Department of Pharmacology and Center for Biomedical Neuroscience, University of Texas Health Science Center, San Antonio, TX, USA.
Int J Neuropsychopharmacol. 2010 Sep;13(8):997-1009. doi: 10.1017/S1461145710000039. Epub 2010 Feb 11.

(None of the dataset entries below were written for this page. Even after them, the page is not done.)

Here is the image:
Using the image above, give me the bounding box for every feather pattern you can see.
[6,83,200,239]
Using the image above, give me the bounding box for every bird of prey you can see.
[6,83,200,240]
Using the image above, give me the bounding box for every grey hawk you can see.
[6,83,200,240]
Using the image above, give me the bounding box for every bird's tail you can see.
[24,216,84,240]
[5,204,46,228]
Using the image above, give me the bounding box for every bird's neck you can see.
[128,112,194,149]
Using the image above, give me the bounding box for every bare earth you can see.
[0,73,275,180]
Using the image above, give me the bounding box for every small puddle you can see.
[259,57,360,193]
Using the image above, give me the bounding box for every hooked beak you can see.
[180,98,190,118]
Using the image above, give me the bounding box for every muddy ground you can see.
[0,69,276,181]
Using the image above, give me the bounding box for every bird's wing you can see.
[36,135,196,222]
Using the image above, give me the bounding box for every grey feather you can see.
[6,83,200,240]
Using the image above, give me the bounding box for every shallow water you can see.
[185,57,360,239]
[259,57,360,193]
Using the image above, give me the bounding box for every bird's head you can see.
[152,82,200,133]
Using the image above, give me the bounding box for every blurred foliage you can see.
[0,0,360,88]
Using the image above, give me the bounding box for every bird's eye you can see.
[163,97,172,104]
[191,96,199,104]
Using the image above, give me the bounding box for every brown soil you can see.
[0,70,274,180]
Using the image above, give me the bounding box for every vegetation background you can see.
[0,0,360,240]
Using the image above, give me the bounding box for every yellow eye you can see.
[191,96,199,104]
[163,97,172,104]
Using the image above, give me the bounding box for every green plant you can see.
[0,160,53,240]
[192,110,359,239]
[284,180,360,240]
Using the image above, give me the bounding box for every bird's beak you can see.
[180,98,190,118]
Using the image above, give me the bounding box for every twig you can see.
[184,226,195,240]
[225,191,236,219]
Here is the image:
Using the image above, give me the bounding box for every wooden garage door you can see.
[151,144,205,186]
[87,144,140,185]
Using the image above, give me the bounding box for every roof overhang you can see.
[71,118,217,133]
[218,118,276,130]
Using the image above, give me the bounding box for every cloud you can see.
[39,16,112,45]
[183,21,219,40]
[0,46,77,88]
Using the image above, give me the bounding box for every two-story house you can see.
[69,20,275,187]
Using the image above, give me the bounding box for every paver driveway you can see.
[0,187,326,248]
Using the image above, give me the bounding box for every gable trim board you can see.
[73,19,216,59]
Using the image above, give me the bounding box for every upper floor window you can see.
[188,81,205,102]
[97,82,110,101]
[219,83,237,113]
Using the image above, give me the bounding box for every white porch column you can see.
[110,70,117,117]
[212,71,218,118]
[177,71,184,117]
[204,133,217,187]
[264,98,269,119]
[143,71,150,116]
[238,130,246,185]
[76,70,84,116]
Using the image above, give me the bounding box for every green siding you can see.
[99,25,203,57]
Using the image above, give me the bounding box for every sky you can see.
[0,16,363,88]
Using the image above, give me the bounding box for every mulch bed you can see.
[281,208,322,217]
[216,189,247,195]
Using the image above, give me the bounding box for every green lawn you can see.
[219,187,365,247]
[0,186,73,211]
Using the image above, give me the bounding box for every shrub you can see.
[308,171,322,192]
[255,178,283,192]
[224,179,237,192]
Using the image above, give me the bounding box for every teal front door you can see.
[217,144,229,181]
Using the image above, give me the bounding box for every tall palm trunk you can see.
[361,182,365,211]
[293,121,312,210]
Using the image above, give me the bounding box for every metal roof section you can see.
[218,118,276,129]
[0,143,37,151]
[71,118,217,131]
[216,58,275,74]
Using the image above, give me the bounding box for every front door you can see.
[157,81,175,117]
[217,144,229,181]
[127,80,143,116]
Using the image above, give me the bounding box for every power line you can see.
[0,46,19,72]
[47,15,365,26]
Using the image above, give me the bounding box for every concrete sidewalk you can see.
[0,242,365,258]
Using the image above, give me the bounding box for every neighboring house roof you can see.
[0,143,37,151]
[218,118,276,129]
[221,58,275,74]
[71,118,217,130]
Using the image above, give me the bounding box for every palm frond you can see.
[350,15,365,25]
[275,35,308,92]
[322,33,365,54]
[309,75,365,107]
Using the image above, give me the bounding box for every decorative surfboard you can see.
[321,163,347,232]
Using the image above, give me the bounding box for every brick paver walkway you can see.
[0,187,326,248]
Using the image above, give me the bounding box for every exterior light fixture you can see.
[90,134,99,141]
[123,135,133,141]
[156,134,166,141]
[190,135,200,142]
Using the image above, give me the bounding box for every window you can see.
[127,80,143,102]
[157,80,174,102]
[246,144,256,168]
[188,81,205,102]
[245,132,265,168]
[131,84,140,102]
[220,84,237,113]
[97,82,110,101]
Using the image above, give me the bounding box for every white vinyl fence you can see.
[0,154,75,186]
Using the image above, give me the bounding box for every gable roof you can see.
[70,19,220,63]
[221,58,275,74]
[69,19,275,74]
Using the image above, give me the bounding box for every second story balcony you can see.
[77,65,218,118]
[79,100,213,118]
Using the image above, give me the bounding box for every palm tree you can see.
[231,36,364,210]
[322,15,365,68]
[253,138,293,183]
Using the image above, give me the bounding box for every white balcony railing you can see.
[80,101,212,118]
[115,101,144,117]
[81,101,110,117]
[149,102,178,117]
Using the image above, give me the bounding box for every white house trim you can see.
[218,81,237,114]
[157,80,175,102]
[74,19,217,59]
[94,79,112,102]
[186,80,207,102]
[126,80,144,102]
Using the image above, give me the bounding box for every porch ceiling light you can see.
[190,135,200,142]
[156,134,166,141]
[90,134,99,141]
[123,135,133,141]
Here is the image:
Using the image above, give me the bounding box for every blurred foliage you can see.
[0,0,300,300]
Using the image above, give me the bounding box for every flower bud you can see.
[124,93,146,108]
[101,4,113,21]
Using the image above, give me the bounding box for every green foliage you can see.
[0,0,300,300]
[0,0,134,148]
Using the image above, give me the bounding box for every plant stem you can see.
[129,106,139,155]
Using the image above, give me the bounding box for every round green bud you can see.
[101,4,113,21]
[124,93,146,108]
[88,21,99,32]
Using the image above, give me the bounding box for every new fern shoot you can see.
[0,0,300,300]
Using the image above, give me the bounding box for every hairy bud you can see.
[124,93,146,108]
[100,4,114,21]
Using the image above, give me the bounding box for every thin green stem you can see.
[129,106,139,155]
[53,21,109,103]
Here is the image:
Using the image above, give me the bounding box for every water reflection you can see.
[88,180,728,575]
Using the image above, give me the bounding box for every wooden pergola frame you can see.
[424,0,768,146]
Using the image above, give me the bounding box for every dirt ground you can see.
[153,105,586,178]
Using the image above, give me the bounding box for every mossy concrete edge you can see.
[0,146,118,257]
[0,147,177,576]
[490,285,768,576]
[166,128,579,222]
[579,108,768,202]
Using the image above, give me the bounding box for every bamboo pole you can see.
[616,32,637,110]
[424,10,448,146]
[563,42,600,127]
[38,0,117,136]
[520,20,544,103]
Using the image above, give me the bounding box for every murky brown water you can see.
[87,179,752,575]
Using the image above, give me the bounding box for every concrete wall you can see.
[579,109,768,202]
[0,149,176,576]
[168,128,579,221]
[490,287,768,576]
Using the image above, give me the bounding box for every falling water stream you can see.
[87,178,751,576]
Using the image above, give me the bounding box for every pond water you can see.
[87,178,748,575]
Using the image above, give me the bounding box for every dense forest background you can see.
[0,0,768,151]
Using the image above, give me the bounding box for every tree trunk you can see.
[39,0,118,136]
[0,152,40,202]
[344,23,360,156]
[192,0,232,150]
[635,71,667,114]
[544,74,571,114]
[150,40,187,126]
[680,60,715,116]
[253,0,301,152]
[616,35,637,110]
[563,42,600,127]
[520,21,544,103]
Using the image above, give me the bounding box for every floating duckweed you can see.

We have previously reported that 14-d chronic intermittent cold (CIC) stress induced a cognitive deficit in reversal learning on the rat attentional set-shifting test. This effect may be related to dysregulation of 5-HT function in orbitofrontal cortex, as a model of cognitive dysfunction in depression. To test the ability of chronic antidepressant drug treatment to reverse the cognitive deficit induced by CIC, it was first necessary to assess the temporal characteristics of the CIC-induced cognitive deficit. Thus, in the first experiment, we assessed the duration of the cognitive deficit following 2-wk CIC stress. Replicating previous experiments, CIC induced a reversal learning deficit tested 3 d after the last cold exposure. However, cognitive performance of CIC-stressed rats was no different from unstressed controls when tested 7, 14 or 21 d after termination of the stress treatment. We next compared behaviour 3 d after 2-wk CIC to that seen 3 d after 5-wk CIC, and found similar deficits in reversal learning. Thus, in the final experiment, antidepressant drug treatment was initiated after 2-wk CIC stress, and was maintained for 3 wk, concurrent with the continuation of CIC stress. Both chronic and acute treatment with the selective serotonin reuptake inhibitor, citalopram, but not the norepinephrine reuptake blocker, desipramine, reversed the cognitive deficit induced by CIC stress. Thus, this stress-induced cognitive deficit may be a useful model for cognitive deficits related to prefrontal cortical hypoactivity in depression, and for investigating neurobiological mechanisms underlying the beneficial effects of chronic antidepressant drug treatment.
我们之前曾报道过,14 天慢性间歇性冷(CIC)应激会导致大鼠注意定势转换测试的反转学习认知缺陷。这种效应可能与眶额皮层 5-HT 功能失调有关,眶额皮层是抑郁认知功能障碍的一种模型。为了测试慢性抗抑郁药物治疗逆转 CIC 引起的认知缺陷的能力,首先有必要评估 CIC 引起的认知缺陷的时间特征。因此,在第一个实验中,我们评估了 CIC 后认知缺陷的持续时间 2 周应激。复制先前的实验,CIC 在最后一次冷暴露后 3 天引起了反转学习缺陷。然而,当应激处理结束后 7、14 或 21 天时,CIC 应激大鼠的认知表现与未应激对照组无差异。接下来,我们比较了 2 周 CIC 后的行为与 5 周 CIC 后的行为,发现反转学习存在类似的缺陷。因此,在最后一个实验中,在 2 周 CIC 应激后开始进行抗抑郁药物治疗,并持续 3 周,同时继续 CIC 应激。选择性 5-羟色胺再摄取抑制剂西酞普兰的慢性和急性治疗,但不是去甲肾上腺素再摄取阻滞剂去甲丙咪嗪,都逆转了 CIC 应激引起的认知缺陷。因此,这种应激诱导的认知缺陷可能是与抑郁时前额叶皮层活动不足相关的认知缺陷的有用模型,也是研究慢性抗抑郁药物治疗有益作用的神经生物学机制的有用模型。